In the end, Grianne had prevailed over Shadea, but the Druids had been decimated, and in the aftermath of Grianne’s disappearance Khyber had become Ard Rhys and leader of the Fourth Order. It was not a position she had sought, but one she had accepted out of a sense of obligation for the Druid future and toward those who had fought so hard to see it secured. She was more accomplished in the use of magic than any of the others by then, and she knew she was the most likely candidate. So it came down to whether she would accept the responsibility she was being asked to assume or turn away and leave it for another to shoulder.

She knew right away what her decision would be. Her friendships and her personal interest in and commitment to the study of magic persuaded her that she needed to do whatever she could to preserve the Druid Order. To have come so far and paid so heavy a price only to see it all have been for nothing was not something she could live with.

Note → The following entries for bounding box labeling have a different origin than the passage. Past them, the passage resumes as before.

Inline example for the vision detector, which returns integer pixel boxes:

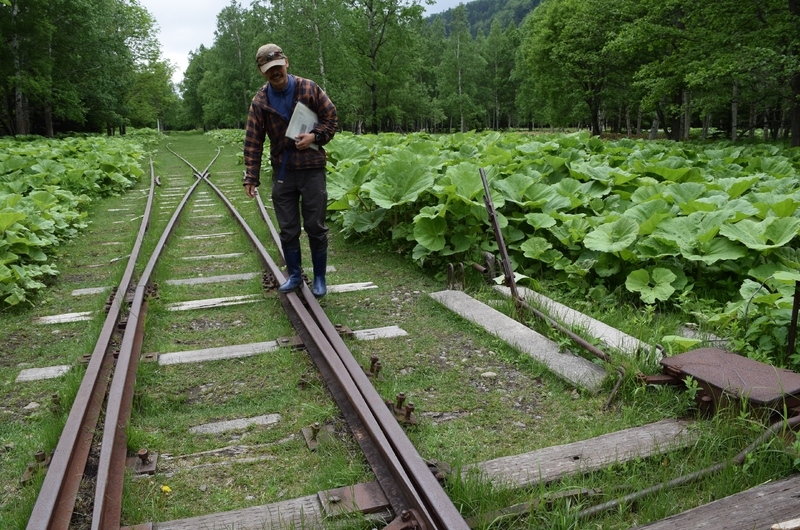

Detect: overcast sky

[139,0,467,83]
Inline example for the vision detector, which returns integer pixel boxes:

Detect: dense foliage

[328,132,800,364]
[0,0,178,137]
[177,0,800,146]
[0,131,153,306]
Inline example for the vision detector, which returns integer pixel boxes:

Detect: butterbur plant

[0,137,144,306]
[318,132,800,355]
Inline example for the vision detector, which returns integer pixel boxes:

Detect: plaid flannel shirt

[244,76,339,186]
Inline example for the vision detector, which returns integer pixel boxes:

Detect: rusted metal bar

[166,144,220,179]
[206,180,467,530]
[577,410,800,519]
[786,282,800,362]
[208,175,416,513]
[27,159,155,530]
[473,168,611,368]
[92,175,202,530]
[478,168,520,302]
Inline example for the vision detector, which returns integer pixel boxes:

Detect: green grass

[0,129,793,529]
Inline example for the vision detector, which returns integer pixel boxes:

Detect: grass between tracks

[0,129,793,529]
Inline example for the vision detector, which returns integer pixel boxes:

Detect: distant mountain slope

[427,0,541,35]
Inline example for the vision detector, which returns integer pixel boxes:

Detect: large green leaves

[625,267,677,304]
[720,217,800,250]
[362,152,433,209]
[583,217,639,253]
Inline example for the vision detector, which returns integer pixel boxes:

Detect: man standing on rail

[244,44,338,298]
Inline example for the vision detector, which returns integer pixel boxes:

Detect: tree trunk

[636,103,642,136]
[789,0,800,147]
[311,0,326,90]
[731,81,739,142]
[683,90,692,140]
[625,105,631,136]
[44,101,54,138]
[647,112,659,140]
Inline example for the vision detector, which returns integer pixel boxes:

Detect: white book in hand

[286,101,319,149]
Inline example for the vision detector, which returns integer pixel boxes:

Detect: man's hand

[294,133,314,151]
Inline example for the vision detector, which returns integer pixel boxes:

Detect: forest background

[0,0,800,146]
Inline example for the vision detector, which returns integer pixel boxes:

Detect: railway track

[21,144,467,530]
[9,136,800,530]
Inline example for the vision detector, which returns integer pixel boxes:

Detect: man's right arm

[244,102,266,190]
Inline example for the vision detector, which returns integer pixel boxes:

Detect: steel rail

[256,189,408,513]
[92,173,208,530]
[166,144,221,178]
[205,179,450,529]
[27,159,156,530]
[250,183,468,529]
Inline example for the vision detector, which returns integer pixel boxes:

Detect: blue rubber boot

[311,250,328,298]
[278,248,303,293]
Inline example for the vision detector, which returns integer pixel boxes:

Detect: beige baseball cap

[256,44,286,73]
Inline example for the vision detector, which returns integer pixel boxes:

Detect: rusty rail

[92,171,208,530]
[27,159,156,530]
[205,179,468,530]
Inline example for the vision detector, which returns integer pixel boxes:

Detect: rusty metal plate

[661,348,800,405]
[125,452,158,475]
[317,482,389,517]
[301,424,336,451]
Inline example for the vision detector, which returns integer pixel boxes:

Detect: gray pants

[272,168,328,254]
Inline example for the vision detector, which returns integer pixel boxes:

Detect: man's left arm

[311,83,339,146]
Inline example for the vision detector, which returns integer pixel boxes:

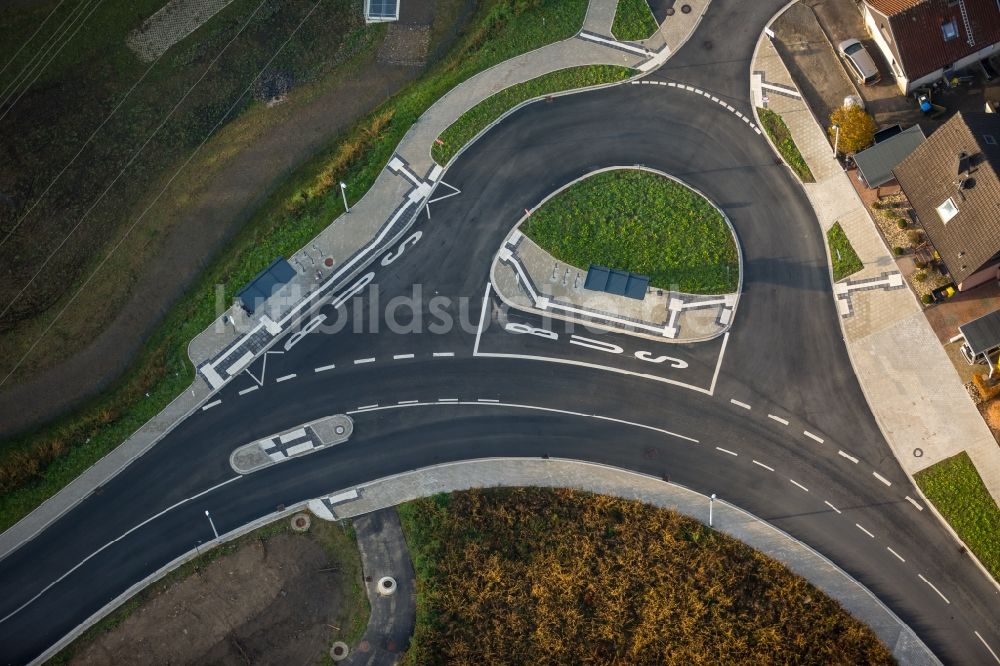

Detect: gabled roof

[866,0,1000,80]
[894,112,1000,283]
[854,125,926,187]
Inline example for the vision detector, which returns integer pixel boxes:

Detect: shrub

[828,106,878,155]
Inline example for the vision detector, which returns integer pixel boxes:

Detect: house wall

[958,261,1000,291]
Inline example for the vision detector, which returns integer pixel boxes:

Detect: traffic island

[491,167,742,342]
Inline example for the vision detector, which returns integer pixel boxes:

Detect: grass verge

[47,518,371,665]
[521,169,739,294]
[0,0,587,530]
[826,222,865,282]
[913,452,1000,581]
[757,106,816,183]
[399,488,893,664]
[611,0,660,42]
[431,65,636,166]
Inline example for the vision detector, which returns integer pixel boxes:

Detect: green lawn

[611,0,659,42]
[826,222,864,282]
[521,169,739,294]
[0,0,587,530]
[431,65,636,166]
[757,107,816,183]
[914,452,1000,581]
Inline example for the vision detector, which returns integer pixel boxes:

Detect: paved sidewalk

[309,458,940,664]
[0,0,710,558]
[751,19,1000,503]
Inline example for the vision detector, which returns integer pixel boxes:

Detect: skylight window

[937,197,958,224]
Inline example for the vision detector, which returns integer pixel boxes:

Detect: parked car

[837,39,882,86]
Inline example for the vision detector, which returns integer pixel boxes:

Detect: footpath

[0,0,710,558]
[751,14,1000,504]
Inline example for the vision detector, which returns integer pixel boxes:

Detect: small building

[854,125,926,189]
[893,111,1000,291]
[863,0,1000,95]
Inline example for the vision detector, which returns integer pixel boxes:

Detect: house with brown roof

[863,0,1000,95]
[893,111,1000,291]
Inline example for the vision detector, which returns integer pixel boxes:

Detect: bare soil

[69,524,367,665]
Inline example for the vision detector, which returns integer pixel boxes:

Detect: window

[937,197,958,224]
[941,19,958,42]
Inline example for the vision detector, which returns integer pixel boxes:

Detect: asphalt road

[0,0,1000,664]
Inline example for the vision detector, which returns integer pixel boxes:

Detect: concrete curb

[750,0,1000,590]
[490,164,743,344]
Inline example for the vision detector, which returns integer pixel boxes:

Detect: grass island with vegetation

[399,488,894,664]
[521,169,739,294]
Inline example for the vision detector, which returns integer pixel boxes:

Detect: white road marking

[0,476,243,624]
[837,451,858,465]
[917,574,951,604]
[972,631,1000,664]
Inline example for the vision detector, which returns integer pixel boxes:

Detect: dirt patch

[69,521,368,665]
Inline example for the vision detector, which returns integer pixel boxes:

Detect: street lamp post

[340,181,351,213]
[205,508,218,539]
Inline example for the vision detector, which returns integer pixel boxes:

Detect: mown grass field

[826,222,865,282]
[0,0,587,529]
[757,107,816,183]
[431,65,636,166]
[521,169,739,294]
[913,452,1000,581]
[399,488,894,665]
[611,0,660,42]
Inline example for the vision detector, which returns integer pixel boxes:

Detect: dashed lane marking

[917,574,951,604]
[837,451,858,465]
[972,631,1000,664]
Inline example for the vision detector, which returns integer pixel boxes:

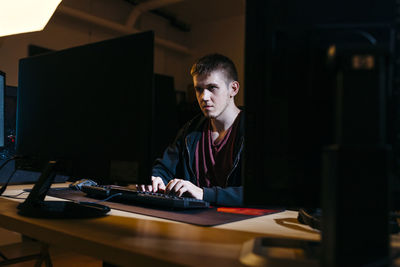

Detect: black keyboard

[81,185,210,209]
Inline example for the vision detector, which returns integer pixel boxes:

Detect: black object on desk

[18,161,110,218]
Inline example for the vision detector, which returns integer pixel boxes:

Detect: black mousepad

[47,188,282,226]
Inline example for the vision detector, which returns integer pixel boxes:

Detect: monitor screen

[16,32,154,183]
[0,71,6,148]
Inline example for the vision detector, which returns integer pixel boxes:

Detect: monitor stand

[240,237,321,267]
[18,161,110,219]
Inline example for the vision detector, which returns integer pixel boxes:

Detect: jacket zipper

[225,137,244,187]
[183,136,197,181]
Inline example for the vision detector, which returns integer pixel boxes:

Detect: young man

[141,54,244,206]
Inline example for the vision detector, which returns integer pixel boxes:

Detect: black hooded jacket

[152,111,244,206]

So she did what she had to do, what she was expected to do, and what she felt she owed to all those who had fought beside Grianne.

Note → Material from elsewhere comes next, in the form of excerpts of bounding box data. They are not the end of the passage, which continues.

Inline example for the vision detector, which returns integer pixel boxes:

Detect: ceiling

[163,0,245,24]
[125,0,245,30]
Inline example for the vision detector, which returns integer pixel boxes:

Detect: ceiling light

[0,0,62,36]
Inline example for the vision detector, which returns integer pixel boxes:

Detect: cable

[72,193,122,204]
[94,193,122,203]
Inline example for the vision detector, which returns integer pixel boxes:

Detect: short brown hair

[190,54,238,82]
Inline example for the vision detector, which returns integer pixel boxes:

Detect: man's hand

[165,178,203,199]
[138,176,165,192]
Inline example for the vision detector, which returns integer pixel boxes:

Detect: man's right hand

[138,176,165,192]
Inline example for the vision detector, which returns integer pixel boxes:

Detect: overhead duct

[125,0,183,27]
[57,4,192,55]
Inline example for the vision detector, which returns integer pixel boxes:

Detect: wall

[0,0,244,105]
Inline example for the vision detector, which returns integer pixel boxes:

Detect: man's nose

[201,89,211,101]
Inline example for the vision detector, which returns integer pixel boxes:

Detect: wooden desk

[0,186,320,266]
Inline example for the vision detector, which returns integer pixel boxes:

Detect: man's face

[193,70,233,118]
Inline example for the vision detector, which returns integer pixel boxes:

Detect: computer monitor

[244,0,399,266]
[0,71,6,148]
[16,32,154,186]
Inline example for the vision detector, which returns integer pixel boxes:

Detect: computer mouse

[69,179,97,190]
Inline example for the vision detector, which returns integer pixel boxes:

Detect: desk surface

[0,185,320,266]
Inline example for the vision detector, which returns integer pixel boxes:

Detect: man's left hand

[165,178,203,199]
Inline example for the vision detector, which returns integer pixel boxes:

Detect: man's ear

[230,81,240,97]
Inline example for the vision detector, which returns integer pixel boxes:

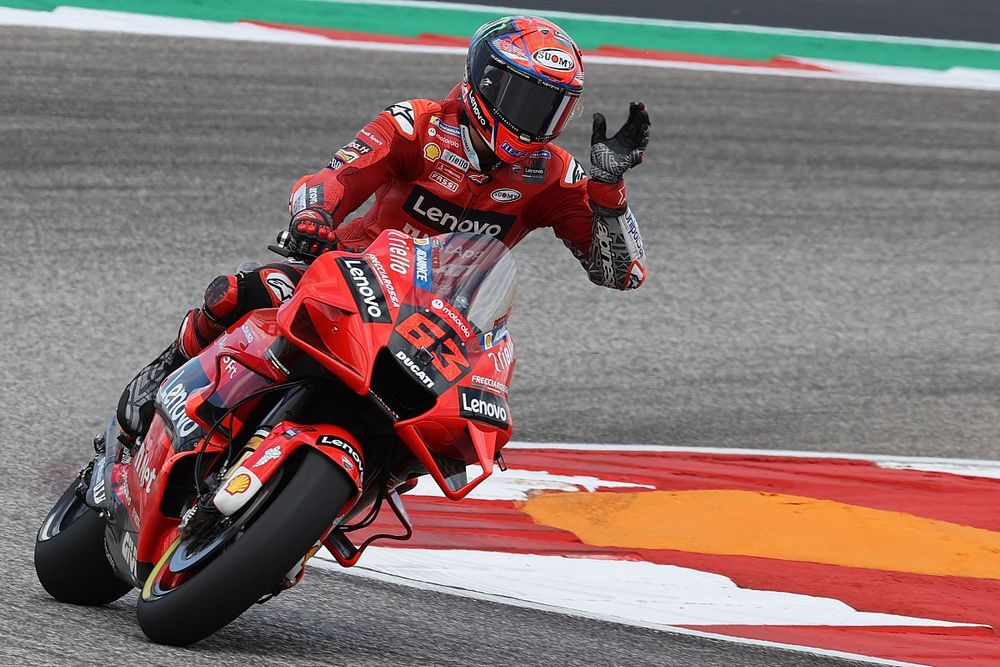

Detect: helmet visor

[469,49,580,141]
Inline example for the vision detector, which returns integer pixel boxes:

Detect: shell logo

[226,472,250,496]
[424,141,441,162]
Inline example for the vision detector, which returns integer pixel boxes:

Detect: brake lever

[267,231,319,262]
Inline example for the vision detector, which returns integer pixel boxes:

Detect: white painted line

[310,547,936,667]
[504,440,1000,470]
[0,7,1000,91]
[313,0,1000,51]
[407,465,656,500]
[0,7,329,45]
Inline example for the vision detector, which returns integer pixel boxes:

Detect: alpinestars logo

[403,185,516,240]
[337,257,392,324]
[385,102,414,137]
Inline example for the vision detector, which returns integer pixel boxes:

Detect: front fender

[213,422,365,516]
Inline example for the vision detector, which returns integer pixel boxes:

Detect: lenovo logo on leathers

[403,185,515,240]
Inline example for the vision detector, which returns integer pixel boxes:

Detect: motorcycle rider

[118,16,649,439]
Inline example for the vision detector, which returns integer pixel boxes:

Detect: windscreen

[413,232,517,337]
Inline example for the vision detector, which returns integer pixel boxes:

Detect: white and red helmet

[462,16,583,162]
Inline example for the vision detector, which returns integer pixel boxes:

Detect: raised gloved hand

[278,208,337,257]
[590,102,649,183]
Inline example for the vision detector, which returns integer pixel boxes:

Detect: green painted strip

[0,0,1000,70]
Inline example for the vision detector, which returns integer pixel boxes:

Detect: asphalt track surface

[0,28,1000,667]
[436,0,1000,44]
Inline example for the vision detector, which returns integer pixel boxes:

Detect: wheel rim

[37,481,94,542]
[141,468,284,601]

She smiled sadly, thinking of it. It seemed so long ago. All those she had known in that time, all who had been so influential in shaping her life, were gone—dead, save for Grianne, who had been transformed and was now something else entirely. She wondered about her sometimes, and how she had felt when she had given up her human form. She wondered if Grianne regretted it, if she felt her life now had fresh meaning, and if she still believed she had done the right thing in changing. Khyber couldn’t say, and it didn’t seem likely that she would ever know. But she would have liked it if she could.

She would have liked seeing Grianne one more time.

She would have liked seeing any of them.

Garroneck appeared beside her, caught her eye, and pointed ahead through the deepening gloom to where the mountains split apart. There a long, steep trail wound upward from the foothills to the summit of a distant ridge, where it formed an entry into the Valley of Shale and the Hadeshorn. She nodded her understanding and shifted the bow of the
Wend-A-Way
left toward the ascending slope. Pulling back on the thrusters, she brought the skimmer to a crawl and eased her skyward toward the split in the mountain rock. The other members of the Druid Guard were at the radian draws, ready to detach their ends and haul them in for stowing.

Garroneck gestured, indicating the helm. “Shall I, Mistress?”